Winery JeanjeanOrphy Maury 6 Ans d'Age Doux Naturel
This wine generally goes well with
Details and technical informations about Winery Jeanjean's Orphy Maury 6 Ans d'Age Doux Naturel.
Discover the grape variety: Concord
It is the result of a seedling planted in the United States, around 1840, recovered near the Concord River, a small river located east of Massachusetts. According to genetic analysis, it is an interspecific cross between the catawba and a vitis labrusca. Concord was for a long time the main variety cultivated in North America. It was introduced into Europe at the beginning of the 19th century, in France at the beginning of the phylloxera crisis, but was not widely propagated. It could be found in the Valleraugue region (Gard) at the foot of Mont Aigoual, in the Ardèche (our photos), etc. Today, it exists only as an isolated strain that can sometimes be found on the edge of a slope, which was our case. Through various and numerous crosses, it has been used to obtain some rootstocks and direct producer hybrids, which have now almost all disappeared.
Informations about the Winery Jeanjean
The Winery Jeanjean is one of of the world's great estates. It offers 147 wines for sale in the of Maury to come and discover on site or to buy online.
The wine region of Maury
Maury is a town in the northern Roussillon region of southern France. Its name is best known as an appellation for the natural Sweet wines produced around the town, although in 2011 the separate AOC Maury Sec came into effect for Dry red wines, due to the recognition that a local wine industry based entirely on fortified wine was too narrowly focused. The natural sweet wines of Maury are mainly produced from the Grenache grapes (Grenache Noir, Grenache Blanc and Grenache Gris). They are produced in a style very similar to the sweet wines of Banyuls, 35 miles (57km) to the southeast, which also use Grenache.

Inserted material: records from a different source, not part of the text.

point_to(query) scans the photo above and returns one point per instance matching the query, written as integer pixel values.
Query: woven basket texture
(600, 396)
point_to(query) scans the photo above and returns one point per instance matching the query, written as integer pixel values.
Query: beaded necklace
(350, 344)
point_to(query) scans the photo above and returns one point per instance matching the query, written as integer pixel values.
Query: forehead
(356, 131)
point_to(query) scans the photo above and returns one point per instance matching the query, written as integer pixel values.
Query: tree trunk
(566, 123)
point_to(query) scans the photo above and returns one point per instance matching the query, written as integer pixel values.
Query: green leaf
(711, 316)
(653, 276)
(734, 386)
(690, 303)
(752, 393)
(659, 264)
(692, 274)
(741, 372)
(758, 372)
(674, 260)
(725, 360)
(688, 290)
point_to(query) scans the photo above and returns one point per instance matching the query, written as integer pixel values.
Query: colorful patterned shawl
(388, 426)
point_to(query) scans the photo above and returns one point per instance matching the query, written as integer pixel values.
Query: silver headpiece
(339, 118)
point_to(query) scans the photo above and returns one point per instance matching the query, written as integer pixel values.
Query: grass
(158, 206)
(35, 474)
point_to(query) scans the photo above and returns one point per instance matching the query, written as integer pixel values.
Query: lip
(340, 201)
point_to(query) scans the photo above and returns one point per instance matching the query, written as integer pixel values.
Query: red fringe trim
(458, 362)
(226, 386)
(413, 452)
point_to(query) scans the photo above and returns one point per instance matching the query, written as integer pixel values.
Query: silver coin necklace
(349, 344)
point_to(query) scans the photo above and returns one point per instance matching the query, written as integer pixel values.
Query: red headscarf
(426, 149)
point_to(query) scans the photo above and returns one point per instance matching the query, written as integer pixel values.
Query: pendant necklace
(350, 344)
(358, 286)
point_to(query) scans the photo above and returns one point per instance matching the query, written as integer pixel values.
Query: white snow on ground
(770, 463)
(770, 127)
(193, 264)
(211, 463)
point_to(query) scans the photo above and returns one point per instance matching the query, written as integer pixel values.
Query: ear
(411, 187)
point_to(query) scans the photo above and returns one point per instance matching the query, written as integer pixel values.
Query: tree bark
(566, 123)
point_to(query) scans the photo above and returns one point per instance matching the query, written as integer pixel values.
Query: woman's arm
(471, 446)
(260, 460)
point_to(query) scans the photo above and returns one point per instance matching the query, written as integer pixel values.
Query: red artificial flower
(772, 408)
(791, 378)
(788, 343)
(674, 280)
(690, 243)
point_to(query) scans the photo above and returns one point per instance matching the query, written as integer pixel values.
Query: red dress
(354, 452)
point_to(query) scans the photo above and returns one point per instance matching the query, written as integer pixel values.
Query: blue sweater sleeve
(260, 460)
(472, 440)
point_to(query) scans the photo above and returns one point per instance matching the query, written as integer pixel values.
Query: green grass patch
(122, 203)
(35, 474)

The wine region of Languedoc-Roussillon
Languedoc (formerly Coteaux du Languedoc) is a key appellation used in the Languedoc-Roussillon wine region of southern France. It covers Dry table wines of all three colors (red, white and rosé) from the entire region, but leaves Sweet and Sparkling wines to other more specialized appellations. About 75% of all Languedoc wines are red, with the remaining 25% split roughly down the middle between whites and rosés. The appellation covers most of the Languedoc region and almost a third of all the vineyards in France.
The word of the wine: Tries (harvest by)
Harvesting in several successive passages to harvest at their optimal concentration the grapes affected by noble rot. They allow the production of great sweet wines.